I must remind everyone here. YES! I was in an orphanage. But you must understand that orphanages are not created to adopt children out. The purpose of an orphanage is to house children and feed them and educate them until their REAL parents can return.
Unfortunately my story is not unique. For those who are thinking of adopting, please look for the RED FLAGs. If you do not think about the signs, your children who become adults will suffer.
1. Inconsistencies in the paper work
2. The “I didn’t know” claim-most, not all are false because in adoption, the adoptive parent will go to any length to make YOU theirs.
3. The cost of your child
4. If you KNOW the parents are alive…..FIND THEM. Don’t invent new ones.
There are so many more red flags. Keep your eyes open!
To top it off, this woman also paid a mother for her twin babies. This woman claims they were ill, and poor, but conversations with older siblings prove otherwise.
This woman also adopted a special needs kid. Can’t see, Talk, or walk. This woman lives in guatemala with her lover. Why is she not loving on the special needs kid? Because it was all for show. I never saw her change his diaper (she hired people to do that-or me when i got grounded, that was my punishment), I never saw her really love him. and he was NOT a part of the family…..EVER! But when people who were going to give money to her cause showed up at the home, there he was, all dressed nicely sitting in a wheel chair.
This woman is the perfect example of intent vs impact. She may have had “good” intentions but the impact was scaring many forever. She didn’t just hurt me, she hurt so many people. Her lover was also insanely abusive, he tried to take the place of my adoptive father.
So, why am i smiling in this picture? Because as an adoptee, you have to. You have to make it look like you are happy. I was in my 20s there and I remember fighting with her about my pink shirt. She told me it was too slutty because my bra was showing. I was 20 for Christ sake.

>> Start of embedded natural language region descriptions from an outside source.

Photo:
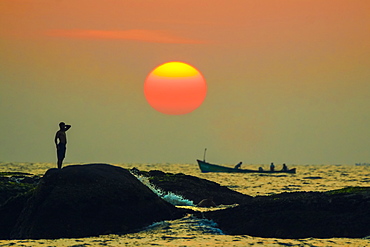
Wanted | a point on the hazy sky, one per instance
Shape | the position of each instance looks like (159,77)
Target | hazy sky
(288,80)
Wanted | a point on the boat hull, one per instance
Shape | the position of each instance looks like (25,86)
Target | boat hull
(207,167)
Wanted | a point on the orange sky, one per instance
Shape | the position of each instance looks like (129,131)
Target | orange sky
(288,80)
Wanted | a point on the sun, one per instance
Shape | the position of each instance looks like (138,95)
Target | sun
(175,88)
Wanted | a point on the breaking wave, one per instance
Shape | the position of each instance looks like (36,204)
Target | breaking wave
(170,197)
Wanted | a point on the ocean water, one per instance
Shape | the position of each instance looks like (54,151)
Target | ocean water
(192,231)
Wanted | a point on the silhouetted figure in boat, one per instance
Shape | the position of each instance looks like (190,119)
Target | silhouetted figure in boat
(272,167)
(207,203)
(285,168)
(62,144)
(238,165)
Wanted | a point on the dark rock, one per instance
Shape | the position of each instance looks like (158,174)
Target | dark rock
(193,188)
(15,185)
(300,215)
(9,213)
(89,200)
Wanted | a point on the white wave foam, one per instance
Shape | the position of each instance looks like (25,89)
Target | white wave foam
(170,197)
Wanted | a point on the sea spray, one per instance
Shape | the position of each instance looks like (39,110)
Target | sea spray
(188,225)
(176,200)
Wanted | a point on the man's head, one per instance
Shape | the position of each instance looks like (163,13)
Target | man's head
(62,125)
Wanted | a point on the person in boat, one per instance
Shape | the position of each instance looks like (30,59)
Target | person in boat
(285,168)
(238,165)
(272,167)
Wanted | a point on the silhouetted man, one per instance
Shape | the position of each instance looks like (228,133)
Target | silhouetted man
(62,145)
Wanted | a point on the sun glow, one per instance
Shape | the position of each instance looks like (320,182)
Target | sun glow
(175,88)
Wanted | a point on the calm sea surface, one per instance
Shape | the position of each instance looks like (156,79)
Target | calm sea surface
(191,231)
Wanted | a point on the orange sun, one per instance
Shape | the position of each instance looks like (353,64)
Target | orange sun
(175,88)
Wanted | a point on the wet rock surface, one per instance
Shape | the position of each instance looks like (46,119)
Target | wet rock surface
(85,200)
(339,213)
(194,188)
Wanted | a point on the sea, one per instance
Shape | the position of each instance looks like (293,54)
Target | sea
(193,231)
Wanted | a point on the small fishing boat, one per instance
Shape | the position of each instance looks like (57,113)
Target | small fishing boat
(207,167)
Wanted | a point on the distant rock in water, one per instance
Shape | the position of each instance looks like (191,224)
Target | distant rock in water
(89,200)
(194,188)
(338,213)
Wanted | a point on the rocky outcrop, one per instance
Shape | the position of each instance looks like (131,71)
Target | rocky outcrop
(15,183)
(89,200)
(340,213)
(193,188)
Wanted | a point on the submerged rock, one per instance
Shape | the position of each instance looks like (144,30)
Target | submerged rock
(339,213)
(194,188)
(89,200)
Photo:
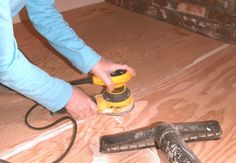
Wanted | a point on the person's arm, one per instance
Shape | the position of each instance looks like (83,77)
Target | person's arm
(19,74)
(50,23)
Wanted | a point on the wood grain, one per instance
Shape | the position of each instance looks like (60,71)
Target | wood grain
(158,52)
(204,92)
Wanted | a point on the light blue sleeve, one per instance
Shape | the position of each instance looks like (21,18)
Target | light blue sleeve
(50,23)
(19,74)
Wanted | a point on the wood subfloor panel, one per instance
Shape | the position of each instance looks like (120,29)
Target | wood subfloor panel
(204,92)
(155,49)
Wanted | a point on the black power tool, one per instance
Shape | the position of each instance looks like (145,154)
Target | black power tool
(170,138)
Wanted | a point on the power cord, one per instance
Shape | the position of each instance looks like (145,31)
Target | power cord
(73,137)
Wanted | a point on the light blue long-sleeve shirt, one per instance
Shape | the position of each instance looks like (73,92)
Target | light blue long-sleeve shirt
(19,74)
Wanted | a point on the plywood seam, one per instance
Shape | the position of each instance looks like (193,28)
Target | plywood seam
(196,62)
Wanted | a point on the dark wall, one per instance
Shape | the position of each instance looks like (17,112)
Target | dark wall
(212,18)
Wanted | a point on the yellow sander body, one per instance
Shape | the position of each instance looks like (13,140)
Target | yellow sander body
(116,102)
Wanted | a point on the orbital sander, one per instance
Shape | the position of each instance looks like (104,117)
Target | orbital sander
(116,102)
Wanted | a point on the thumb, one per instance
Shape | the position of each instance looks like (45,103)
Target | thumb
(94,107)
(107,80)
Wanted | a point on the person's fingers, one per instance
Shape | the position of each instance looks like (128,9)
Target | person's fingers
(107,80)
(94,107)
(124,67)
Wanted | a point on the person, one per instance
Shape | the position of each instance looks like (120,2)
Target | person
(19,74)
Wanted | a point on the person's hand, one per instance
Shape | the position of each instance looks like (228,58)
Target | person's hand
(103,69)
(80,105)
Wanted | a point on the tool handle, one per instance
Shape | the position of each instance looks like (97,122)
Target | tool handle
(82,81)
(169,140)
(118,77)
(199,131)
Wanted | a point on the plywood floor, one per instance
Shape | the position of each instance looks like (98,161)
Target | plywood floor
(181,76)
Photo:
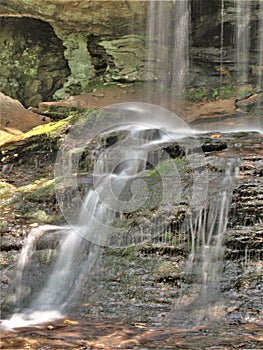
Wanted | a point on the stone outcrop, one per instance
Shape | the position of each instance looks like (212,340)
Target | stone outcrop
(54,46)
(14,116)
(57,48)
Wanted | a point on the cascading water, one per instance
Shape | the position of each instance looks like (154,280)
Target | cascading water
(122,166)
(243,40)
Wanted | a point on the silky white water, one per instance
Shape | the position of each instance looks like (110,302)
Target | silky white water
(80,246)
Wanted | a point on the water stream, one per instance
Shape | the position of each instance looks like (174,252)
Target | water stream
(81,245)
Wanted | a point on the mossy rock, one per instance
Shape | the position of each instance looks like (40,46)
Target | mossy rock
(8,194)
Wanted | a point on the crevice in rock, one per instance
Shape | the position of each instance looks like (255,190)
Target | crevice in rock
(32,62)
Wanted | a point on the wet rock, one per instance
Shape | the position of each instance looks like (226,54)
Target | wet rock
(14,116)
(250,103)
(127,56)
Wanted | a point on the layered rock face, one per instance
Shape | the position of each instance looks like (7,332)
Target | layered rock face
(47,45)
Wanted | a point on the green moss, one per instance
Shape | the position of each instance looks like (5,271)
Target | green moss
(165,167)
(39,191)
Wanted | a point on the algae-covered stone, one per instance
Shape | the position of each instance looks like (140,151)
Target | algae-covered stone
(79,61)
(127,58)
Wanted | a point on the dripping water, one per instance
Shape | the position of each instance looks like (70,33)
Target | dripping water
(168,50)
(206,228)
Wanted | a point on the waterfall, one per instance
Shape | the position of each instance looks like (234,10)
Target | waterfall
(119,187)
(204,267)
(168,52)
(243,40)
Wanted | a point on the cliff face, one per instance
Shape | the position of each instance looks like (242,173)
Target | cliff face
(96,17)
(57,48)
(62,46)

Does she love me? No! She loves the idea of me. She hates that I have thrived in spite of her. I had to fight for a green card. Something they should have provided upon my adoption. Yes, you heard it right. No US Citizenship?
That is correct. According to my adoptive father “you were not a priority back then”….back when? When I was 3 years old and you ripped me out of my real mom’s hands so that you could parent me better than she could? You went to all that length just to not make me a priority?
Am I angry? Yes. Will I forgive this? No! Because forgiveness is like a band-aid that backfires-some wounds need to breathe.
So where do I go from here? I begin slowly to love on the new family I have found-the new family that should have been old. The family that spent 20+ years looking for me after these horrible people took me away.
Wealth, Religion, or the Color of your skin should NEVER be a good enough reason to adopt.
Poverty, lack of education, or the Color of your skin should NEVER be a good enough reason to lose a child.